California is unique in that many public county systems also contract with private physicians and top-notch research hospitals. They even share the same lobbying group as the big-named insurance companies, the California Association of Health Plans.  Some of those companies don’t have a lot of love for their public brethren. “Certainly, there are some health plans that didn’t like the idea of having to compete with these public plans,” said Anthony Wright, a public plan booster and executive director of Health Access, a Sacramento-based health care consumer advocacy group. “Especially ones that, having come out of the Medicaid program, are used to providing care at cheaper rate.”

Some California insurance companies say they will happily compete on price so long as the public plans do not get preferential treatment.  Doctors and hospitals already accept low reimbursement rates from public plans, often as part of their charity care. That lets the public plans keep their premiums low, although private plans say they are charged higher prices.

The preferential treatment is not likely to last beyond the 2014 opening of the exchanges in California to people with higher incomes, the government-run plans will have to pay providers more than they do now, according to Sumi Sousa, officer of policy development at the San Francisco Health Plan. Sousa says the belief that public plans always cost less just isn’t true. “Some commercial providers, because they’re so large, they’re able to spread their cost over a much broader network,” Sousa said.
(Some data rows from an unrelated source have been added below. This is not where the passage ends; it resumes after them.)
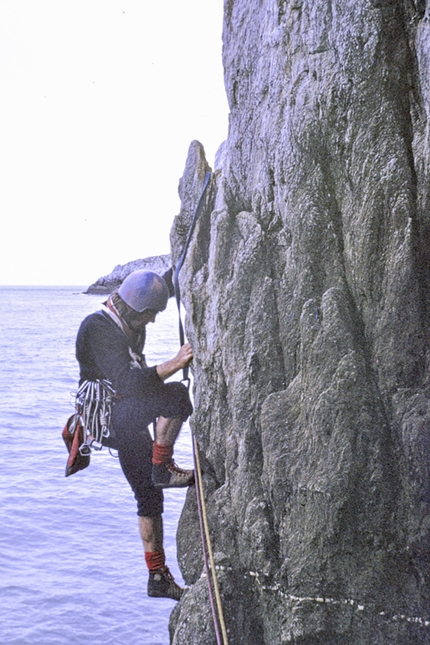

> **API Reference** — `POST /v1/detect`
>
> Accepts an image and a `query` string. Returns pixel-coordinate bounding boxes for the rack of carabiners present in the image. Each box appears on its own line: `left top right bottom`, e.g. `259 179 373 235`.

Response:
75 379 115 456
174 172 228 645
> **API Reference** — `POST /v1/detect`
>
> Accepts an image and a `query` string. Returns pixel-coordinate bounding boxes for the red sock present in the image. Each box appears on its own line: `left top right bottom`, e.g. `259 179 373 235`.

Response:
152 441 173 466
145 549 165 571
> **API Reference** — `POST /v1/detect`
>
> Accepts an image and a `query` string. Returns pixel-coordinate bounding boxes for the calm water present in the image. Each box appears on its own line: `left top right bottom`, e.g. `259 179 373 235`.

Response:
0 287 192 645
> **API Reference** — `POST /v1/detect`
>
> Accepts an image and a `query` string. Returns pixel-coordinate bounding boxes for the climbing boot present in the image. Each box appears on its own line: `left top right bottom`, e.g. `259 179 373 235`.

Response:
152 461 194 488
148 566 184 600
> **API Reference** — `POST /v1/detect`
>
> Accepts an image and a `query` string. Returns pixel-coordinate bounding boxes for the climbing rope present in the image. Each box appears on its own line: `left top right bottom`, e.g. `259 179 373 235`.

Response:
173 172 228 645
173 172 211 386
191 433 228 645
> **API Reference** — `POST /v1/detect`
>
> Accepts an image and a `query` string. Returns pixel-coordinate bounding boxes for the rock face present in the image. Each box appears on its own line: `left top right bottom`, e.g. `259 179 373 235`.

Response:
85 254 171 295
171 0 430 645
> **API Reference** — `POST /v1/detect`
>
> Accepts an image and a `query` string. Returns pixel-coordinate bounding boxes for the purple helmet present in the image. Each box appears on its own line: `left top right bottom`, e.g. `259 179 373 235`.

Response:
118 269 169 313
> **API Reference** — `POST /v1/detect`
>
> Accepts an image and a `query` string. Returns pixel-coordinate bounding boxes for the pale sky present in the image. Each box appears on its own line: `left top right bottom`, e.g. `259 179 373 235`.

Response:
0 0 228 285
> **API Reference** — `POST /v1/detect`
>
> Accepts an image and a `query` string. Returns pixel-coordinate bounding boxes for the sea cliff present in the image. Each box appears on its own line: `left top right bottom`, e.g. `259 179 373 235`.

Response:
167 0 430 645
85 254 171 295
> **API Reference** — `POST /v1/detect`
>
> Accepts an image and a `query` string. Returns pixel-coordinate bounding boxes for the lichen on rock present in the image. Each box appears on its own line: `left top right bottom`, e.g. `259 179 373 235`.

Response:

That’s not the case for many county-run health plans in California, which are quite small.  Still, says Sousa, the public plans do have low overhead: Executives earn a fraction of the salary paid to the big CEOs, and they have no stockholders.
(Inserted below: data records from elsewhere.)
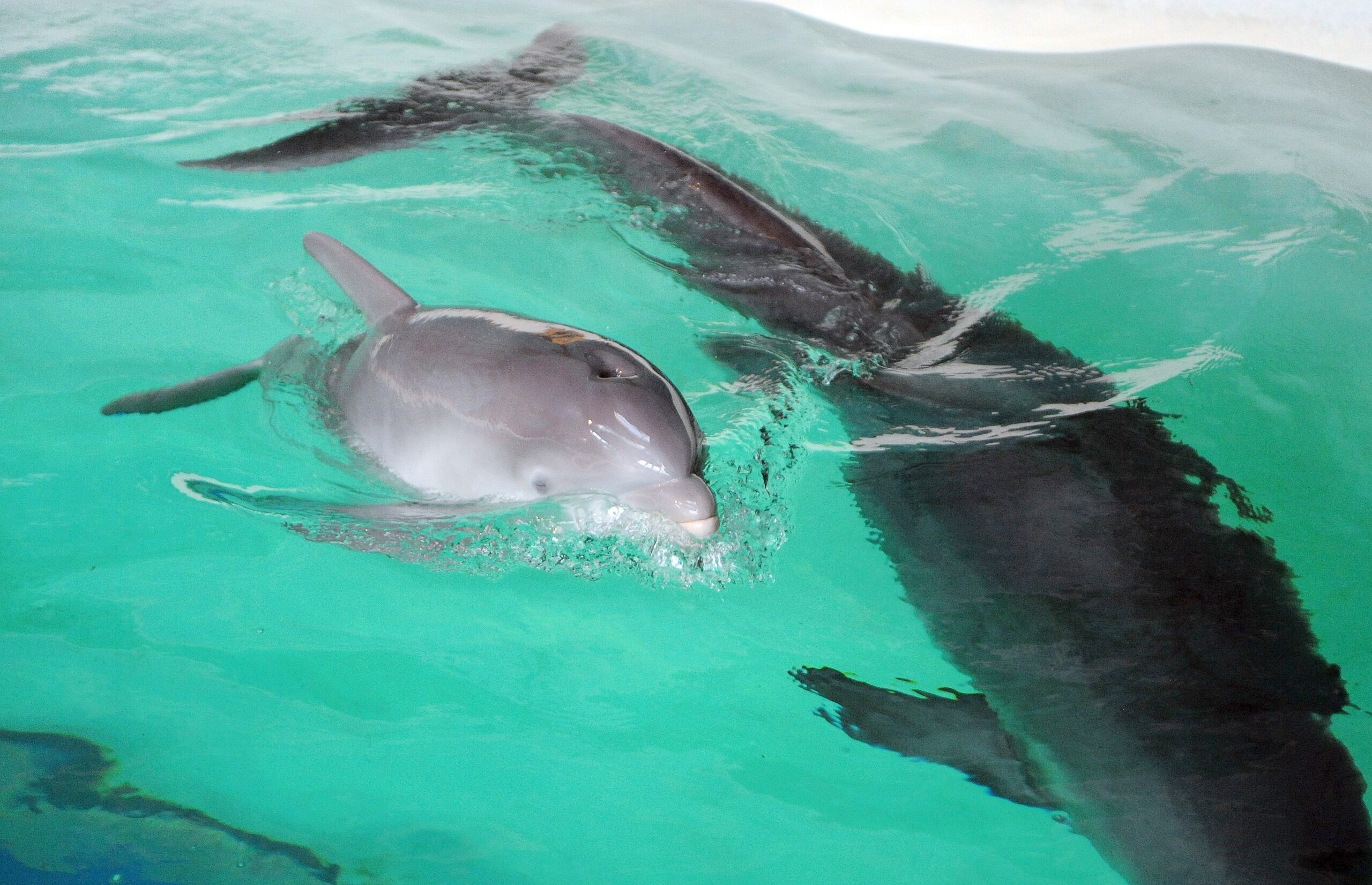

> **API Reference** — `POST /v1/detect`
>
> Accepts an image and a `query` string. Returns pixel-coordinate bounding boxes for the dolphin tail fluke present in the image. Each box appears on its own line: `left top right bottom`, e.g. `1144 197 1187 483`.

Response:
791 667 1058 808
100 357 266 414
181 25 586 172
Additionally, the public option is likely to be on California’s 2012 ballot.   Jamie Court, executive director of Consumer Watchdog, a Santa Monica-based consumer advocacy group, plans to put an initiative to add a state-run healthcare public option on the ballot. Opponents say the initiative doesn’t improve the way healthcare is delivered and paid for.  Despite critics, Court says he’ll push forward on his plans to circulate a petition to the public.  “We believe the premium regulation is definitely something that Californians overwhelmingly favor, and we think the public option is something that they still favor,” Court said.  Court has written that health insurance requirements are a motivating force for the initiative: “By 2014, all of us will be required to buy health insurance or face tax penalties. The problem is that health insurance companies can charge whatever they like and raise premiums at will in California.”

In opposition, Micah Weinberg of the Bay Area Council, say rising rates reflect rising health care costs and extended life spans, and the government should let competition keep rates down. Weinberg calls himself an “enthusiastic supporter of healthcare reform,” and argued on KPCC’s Patt Morrison Tuesday that the system is already making reforms — reforms he feels the public option doesn’t address.  “We’re expanding insurance coverage by giving people insurance subsidies to purchase insurance through the exchanges, so that’s exactly what we’re doing.  A public option doesn’t get us any closer to that goal and it’s not a helpful addition to what we’re trying to accomplish,” says Weinberg.